В продолжение их разговора в лавку время от времени заходили покупатели, хозяин вежливо отвечал на их вопросы. Иногда кто‑нибудь приобретал понравившуюся ему вещь.

Курсанта охватила странная апатия. Ему давно пора бы подняться и уйти. На сегодня была намечена уйма дел, нужно было приобрести маску для студенческого маскарада, который должен был состояться на Луне, потом еще к океану он собирался слетать. Однако подняться и выйти из лавки не было сил.
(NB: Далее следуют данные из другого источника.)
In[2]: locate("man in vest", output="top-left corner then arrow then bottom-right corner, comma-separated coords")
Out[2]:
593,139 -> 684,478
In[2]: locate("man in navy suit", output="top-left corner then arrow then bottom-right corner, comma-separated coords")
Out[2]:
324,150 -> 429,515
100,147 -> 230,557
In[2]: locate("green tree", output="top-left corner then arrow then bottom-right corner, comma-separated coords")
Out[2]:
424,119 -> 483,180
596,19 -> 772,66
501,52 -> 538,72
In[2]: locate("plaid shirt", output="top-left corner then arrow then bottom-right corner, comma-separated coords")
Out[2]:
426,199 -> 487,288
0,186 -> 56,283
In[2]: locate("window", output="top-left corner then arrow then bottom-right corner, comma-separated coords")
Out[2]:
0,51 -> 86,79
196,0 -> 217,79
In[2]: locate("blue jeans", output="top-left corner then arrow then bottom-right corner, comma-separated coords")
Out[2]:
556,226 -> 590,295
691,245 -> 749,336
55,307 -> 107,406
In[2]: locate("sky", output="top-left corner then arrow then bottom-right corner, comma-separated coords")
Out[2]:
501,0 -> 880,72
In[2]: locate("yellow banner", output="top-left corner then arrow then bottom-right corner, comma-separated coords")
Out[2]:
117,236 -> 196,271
– Мне кажется, основной ваш недостаток состоит в том, что вы чрезмерно застенчивы, – словно издалека, донесся до курсанта голос часовщика. – Нет, я не сомневаюсь в вашей личной храбрости, свидетельство чему – форма, которую вы носите. Я о другом – об отношениях с женщинами. Ну, угадал? Можете не отвечать – по лицу вижу. И тут я могу вам помочь. Вы удивлены? Сейчас поясню, о чем идет речь. Предположим, вы знакомитесь с интересной женщиной. Она вам нравится, но вас мучает вопрос: пользуетесь ли вы взаимностью? Реальная ситуация?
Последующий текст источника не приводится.